In essence, the film is a love-letter to Maddin's hometown of Winnipeg, Manitoba. It's a rueful love-letter though, because the film opens with the director hurriedly explaining that he needs to, has to leave forever. But he can't bring himself to do it. The solution? He'll hire actors to recreate scenes from his childhood, in a desperate attempt to attain some obscure kind of closure. In a fabulously inventive instance of casting, B-movie veteran Ann Savage (Edward G. Ulmer's Detour) plays his "real" mom playing herself.
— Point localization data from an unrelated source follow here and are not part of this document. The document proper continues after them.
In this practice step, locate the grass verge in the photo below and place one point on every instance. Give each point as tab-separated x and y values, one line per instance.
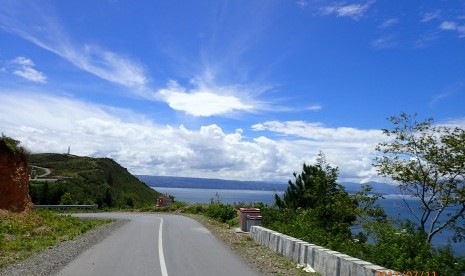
23	234
259	257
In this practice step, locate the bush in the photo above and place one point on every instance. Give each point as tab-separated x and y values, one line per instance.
221	212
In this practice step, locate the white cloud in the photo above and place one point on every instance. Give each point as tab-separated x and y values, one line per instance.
50	124
319	132
389	23
428	16
44	30
453	26
385	42
315	107
354	11
24	68
201	101
302	3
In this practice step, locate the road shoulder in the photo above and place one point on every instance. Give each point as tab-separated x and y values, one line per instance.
52	260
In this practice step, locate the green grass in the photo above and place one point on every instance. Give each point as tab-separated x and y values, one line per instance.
89	180
22	234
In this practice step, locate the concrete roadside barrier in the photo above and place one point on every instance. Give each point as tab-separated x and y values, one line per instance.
322	260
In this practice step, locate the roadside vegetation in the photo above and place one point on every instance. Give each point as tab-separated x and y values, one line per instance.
23	234
429	163
87	180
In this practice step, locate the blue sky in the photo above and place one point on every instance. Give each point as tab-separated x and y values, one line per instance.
227	89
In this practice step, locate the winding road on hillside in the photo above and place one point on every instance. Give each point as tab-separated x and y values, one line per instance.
157	244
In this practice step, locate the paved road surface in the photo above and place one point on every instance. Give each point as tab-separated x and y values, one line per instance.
157	244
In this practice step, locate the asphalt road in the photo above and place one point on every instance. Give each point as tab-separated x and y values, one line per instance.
157	244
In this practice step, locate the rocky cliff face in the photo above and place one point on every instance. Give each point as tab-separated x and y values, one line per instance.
14	179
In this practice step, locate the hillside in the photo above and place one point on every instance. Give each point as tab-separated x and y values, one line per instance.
86	180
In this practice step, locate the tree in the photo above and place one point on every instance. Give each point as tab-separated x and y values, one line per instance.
428	161
316	189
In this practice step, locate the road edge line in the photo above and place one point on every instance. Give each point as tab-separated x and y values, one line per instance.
161	256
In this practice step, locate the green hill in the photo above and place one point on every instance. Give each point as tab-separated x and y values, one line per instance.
86	180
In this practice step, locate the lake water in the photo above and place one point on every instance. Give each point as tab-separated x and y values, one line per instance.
392	204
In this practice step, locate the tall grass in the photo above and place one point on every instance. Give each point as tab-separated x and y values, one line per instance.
22	234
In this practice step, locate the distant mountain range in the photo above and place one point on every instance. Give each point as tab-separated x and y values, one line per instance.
208	183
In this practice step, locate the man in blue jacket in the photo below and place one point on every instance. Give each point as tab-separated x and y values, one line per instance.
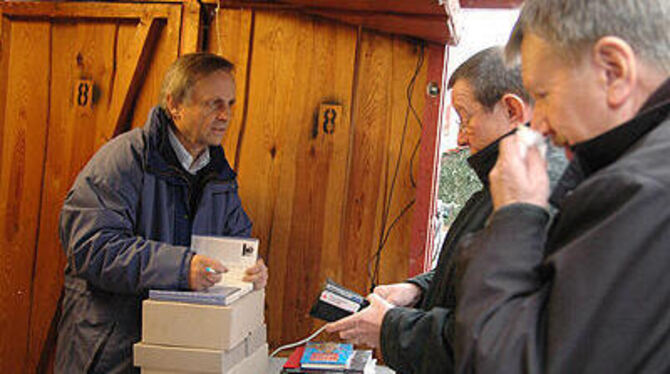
127	222
592	294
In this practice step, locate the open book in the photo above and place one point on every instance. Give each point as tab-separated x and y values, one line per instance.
236	254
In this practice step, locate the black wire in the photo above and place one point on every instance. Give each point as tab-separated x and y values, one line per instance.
384	233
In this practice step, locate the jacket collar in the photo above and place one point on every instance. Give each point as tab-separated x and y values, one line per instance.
161	159
483	161
601	151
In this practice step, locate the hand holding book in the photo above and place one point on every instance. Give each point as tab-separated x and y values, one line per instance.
204	272
363	327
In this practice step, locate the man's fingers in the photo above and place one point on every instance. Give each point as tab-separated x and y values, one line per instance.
213	278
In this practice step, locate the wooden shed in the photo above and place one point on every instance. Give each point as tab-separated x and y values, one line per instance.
325	192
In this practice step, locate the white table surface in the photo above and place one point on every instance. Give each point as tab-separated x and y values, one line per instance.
277	362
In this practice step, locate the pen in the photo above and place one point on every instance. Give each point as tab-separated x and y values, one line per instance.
210	270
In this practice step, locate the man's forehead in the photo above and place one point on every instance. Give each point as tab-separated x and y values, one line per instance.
219	82
534	58
462	92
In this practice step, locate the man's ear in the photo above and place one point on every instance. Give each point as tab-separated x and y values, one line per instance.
616	60
515	110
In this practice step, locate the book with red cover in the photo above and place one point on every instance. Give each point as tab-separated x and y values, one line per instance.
292	365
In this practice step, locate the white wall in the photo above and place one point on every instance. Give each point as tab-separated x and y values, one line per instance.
479	29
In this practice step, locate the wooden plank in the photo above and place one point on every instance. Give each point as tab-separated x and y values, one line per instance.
386	6
165	51
426	192
424	20
65	10
191	27
496	4
24	127
5	39
231	37
132	64
81	50
291	178
430	28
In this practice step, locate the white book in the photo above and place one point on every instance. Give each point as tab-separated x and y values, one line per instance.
235	253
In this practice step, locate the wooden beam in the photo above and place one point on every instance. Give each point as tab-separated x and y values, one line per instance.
132	67
426	190
191	30
60	10
496	4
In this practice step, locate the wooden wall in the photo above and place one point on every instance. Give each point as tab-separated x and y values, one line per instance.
45	139
318	200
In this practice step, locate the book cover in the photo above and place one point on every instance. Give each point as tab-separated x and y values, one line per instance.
327	356
217	295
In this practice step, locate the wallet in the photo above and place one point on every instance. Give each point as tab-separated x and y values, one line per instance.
336	302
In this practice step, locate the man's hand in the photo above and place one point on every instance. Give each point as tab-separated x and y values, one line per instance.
399	294
363	327
258	274
199	278
519	180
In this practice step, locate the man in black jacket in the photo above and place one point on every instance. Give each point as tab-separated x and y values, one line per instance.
490	101
591	295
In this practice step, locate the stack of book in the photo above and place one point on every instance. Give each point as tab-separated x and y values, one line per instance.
218	331
329	358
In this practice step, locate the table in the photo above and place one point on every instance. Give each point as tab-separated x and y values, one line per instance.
277	362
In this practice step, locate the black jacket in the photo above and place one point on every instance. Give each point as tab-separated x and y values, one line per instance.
593	294
419	340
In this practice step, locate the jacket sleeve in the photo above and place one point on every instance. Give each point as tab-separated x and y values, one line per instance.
97	233
416	341
577	310
423	281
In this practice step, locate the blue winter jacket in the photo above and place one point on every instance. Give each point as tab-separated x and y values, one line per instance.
125	227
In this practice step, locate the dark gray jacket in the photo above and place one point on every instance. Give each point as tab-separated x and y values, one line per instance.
421	340
125	227
593	294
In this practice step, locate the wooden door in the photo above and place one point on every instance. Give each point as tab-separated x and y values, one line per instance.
71	77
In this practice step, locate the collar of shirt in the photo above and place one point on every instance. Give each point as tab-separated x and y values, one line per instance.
596	153
185	158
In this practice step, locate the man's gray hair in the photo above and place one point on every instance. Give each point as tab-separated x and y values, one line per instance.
575	25
185	72
489	77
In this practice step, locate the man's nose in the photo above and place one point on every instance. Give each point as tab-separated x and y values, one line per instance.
462	138
224	113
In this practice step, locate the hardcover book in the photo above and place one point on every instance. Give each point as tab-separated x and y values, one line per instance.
327	356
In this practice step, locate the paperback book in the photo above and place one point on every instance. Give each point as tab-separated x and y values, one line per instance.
327	356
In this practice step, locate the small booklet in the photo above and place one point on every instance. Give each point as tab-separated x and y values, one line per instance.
327	356
236	254
361	363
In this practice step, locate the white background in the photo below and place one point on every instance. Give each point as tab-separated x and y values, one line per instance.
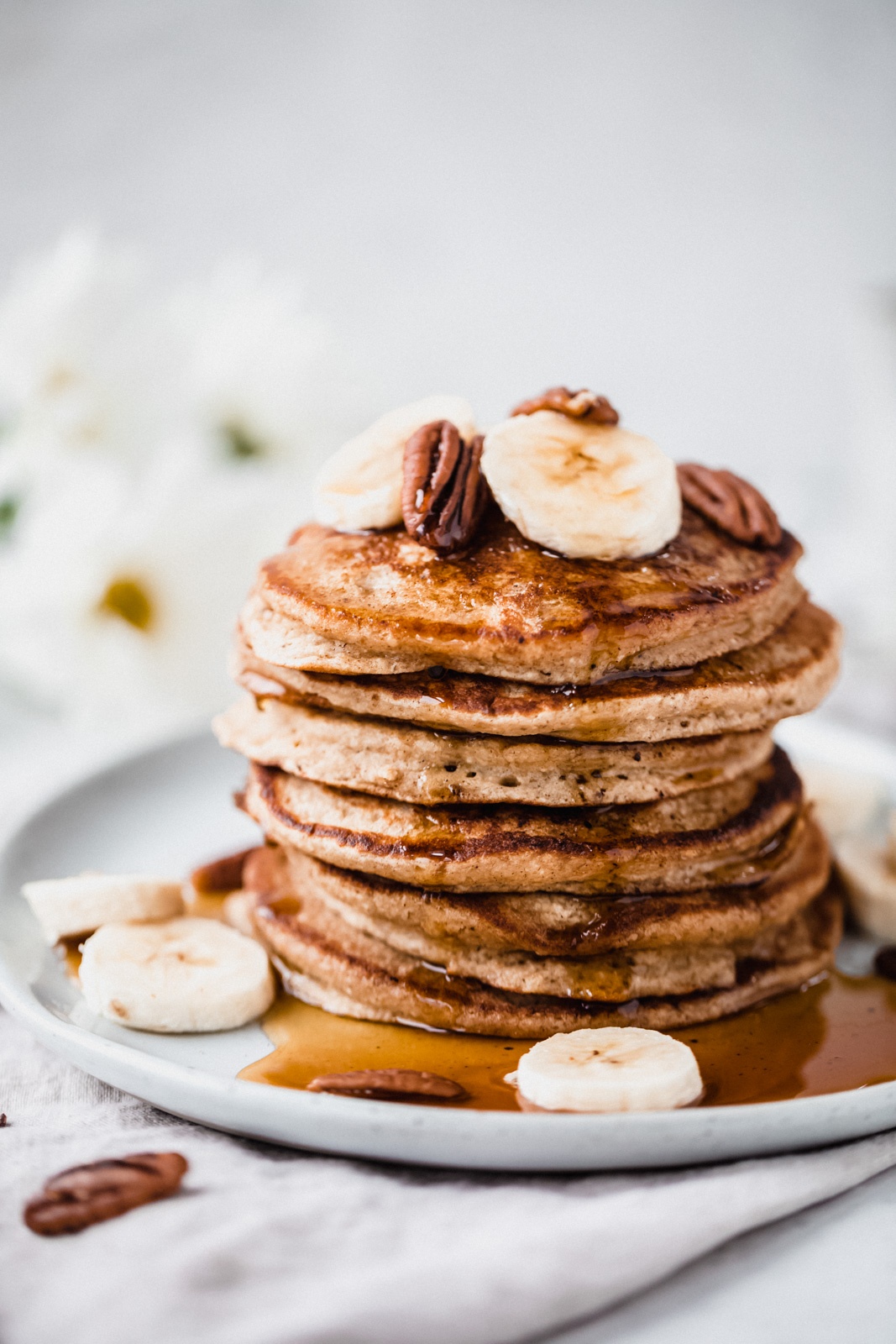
689	205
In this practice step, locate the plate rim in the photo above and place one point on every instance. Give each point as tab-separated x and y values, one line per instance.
426	1136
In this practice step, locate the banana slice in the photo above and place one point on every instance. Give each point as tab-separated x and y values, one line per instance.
360	486
67	906
869	875
584	490
609	1068
184	974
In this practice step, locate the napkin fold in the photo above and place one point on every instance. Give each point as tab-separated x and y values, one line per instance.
268	1247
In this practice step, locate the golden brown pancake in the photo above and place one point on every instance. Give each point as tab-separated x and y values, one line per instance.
746	691
383	604
421	765
723	833
550	924
349	972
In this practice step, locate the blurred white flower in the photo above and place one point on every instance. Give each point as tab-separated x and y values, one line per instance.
156	447
261	375
85	362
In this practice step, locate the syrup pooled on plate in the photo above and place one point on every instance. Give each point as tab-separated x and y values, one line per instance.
832	1037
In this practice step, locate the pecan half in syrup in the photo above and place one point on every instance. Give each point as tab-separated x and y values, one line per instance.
731	503
390	1085
443	491
582	405
90	1194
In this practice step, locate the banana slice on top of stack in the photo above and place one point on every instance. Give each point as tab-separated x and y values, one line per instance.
584	490
559	468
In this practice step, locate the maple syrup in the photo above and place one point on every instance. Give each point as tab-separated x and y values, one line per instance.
831	1037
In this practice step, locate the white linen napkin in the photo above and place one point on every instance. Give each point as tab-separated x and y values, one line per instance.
268	1247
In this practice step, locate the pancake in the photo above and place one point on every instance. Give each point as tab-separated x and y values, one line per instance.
421	765
550	924
383	604
616	976
355	974
747	691
723	833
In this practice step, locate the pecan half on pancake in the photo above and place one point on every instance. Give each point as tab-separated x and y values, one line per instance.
443	491
731	503
582	405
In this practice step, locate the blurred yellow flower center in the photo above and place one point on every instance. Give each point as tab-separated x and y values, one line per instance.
129	601
241	443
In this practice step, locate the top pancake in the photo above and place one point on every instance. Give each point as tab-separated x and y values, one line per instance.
382	604
743	691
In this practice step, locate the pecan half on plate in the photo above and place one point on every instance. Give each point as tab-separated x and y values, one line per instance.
390	1085
731	503
582	405
443	492
82	1195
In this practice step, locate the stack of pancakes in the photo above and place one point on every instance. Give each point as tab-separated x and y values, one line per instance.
513	793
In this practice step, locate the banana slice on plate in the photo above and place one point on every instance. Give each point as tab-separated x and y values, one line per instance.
609	1068
69	906
183	974
360	486
584	490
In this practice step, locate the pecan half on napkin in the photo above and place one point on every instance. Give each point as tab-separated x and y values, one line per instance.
82	1195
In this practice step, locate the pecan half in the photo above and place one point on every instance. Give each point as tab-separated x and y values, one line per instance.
731	503
221	874
443	491
390	1085
90	1194
582	405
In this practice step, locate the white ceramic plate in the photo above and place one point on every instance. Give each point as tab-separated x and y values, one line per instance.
170	810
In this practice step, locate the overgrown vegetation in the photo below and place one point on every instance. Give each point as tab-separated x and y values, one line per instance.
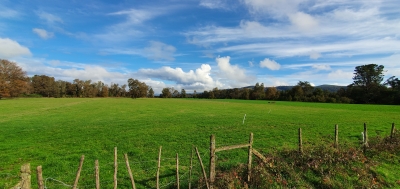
55	132
320	166
367	88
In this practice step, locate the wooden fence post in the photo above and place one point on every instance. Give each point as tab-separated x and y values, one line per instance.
250	157
300	142
97	173
365	145
336	136
40	177
202	168
177	171
25	176
115	168
190	169
212	161
392	131
158	169
129	171
78	173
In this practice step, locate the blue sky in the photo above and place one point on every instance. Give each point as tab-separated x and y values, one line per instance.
201	44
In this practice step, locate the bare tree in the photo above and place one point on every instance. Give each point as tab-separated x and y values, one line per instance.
13	81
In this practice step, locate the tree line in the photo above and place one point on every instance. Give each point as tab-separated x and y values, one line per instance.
367	87
15	83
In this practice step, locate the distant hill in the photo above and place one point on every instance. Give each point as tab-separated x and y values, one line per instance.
330	88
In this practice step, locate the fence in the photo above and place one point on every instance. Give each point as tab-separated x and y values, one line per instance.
25	182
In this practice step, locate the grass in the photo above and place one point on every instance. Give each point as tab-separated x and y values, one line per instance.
54	133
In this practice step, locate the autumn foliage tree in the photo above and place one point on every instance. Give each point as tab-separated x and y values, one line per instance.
13	80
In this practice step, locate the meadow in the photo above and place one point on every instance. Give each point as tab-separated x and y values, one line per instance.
55	133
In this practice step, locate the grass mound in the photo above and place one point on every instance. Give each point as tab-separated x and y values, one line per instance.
320	166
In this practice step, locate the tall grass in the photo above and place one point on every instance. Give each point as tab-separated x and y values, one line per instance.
54	133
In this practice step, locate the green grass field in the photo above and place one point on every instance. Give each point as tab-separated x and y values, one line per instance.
55	133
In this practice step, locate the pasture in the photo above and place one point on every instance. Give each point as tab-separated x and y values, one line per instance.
55	133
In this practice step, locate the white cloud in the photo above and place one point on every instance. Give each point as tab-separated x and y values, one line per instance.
8	13
43	33
315	55
276	8
159	51
270	64
10	49
138	16
201	75
303	21
232	72
321	67
251	63
340	75
214	4
49	18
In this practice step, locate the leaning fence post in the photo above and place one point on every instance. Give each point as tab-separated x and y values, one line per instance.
202	168
392	131
300	142
129	171
190	169
365	145
250	157
25	176
212	161
40	177
97	173
78	173
158	168
336	136
177	171
115	168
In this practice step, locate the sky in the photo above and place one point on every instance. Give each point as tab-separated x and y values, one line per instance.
201	44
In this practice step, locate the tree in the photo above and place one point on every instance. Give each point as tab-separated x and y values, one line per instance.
183	93
166	93
44	85
175	94
137	89
393	82
13	81
271	93
258	92
151	93
367	83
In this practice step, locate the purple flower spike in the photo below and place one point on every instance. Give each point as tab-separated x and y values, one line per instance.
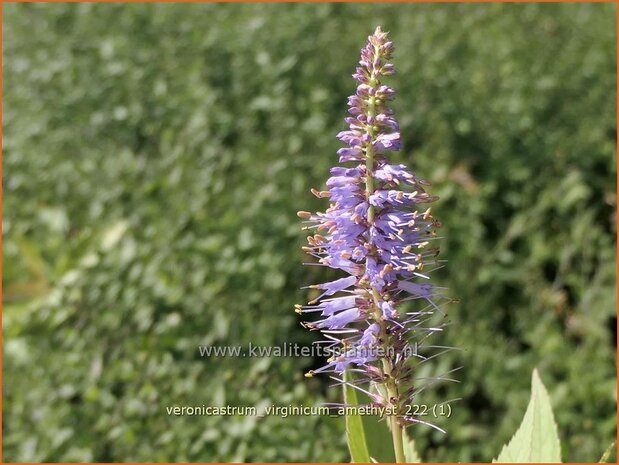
377	231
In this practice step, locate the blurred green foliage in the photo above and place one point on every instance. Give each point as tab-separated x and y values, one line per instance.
155	156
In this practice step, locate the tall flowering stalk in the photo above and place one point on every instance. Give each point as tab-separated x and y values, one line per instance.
376	231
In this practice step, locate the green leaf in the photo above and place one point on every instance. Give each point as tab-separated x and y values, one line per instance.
536	440
355	432
409	450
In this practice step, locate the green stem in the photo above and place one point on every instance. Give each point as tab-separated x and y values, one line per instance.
392	388
398	444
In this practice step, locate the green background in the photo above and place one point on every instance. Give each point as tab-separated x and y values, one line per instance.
155	156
Maddin augments the often hilarious film-within-a-film with bizarre "facts" about Winnipeg, like how it has the 10 times the sleepwalking rate of any other city or that Maddin himself was born in the locker room of the local hockey arena only to return three days later as a newborn to attend his first game. These half-truths attain a kind-of mythic status when combined with Maddin's haunting visuals that, like most of his filmography, harken back to the choppy, rapid-fire pace of German expressionism and the heart-on-sleeve emotion of '40s and '50s melodrama.
It shouldn't be surprising how funny My Winnipeg is, considering that Maddin might be the most unpretentious avant-garde filmmaker of all-time. His casual, matter-of-fact narration blends perfectly with the film's stark poetic images, making the many leaps of fancy that much more potent. When he describes a "secret" taxi company that operates only on Winnipeg's darkened back streets or ruminates on the beauty of "snow fossils" caused by plodding winter footsteps, it's downright impossible not to be overcome with feelings of deep nostalgia and wonder.
Maddin has made faux-biographical films before, 2006's Brand Upon the Brain the most notorious example, but with My Winnipeg, it feels like he's finally letting us in. Of course, it's just as likely that he's putting us on, and if he is, it's one of the most staggeringly beautiful con games ever committed to celluloid.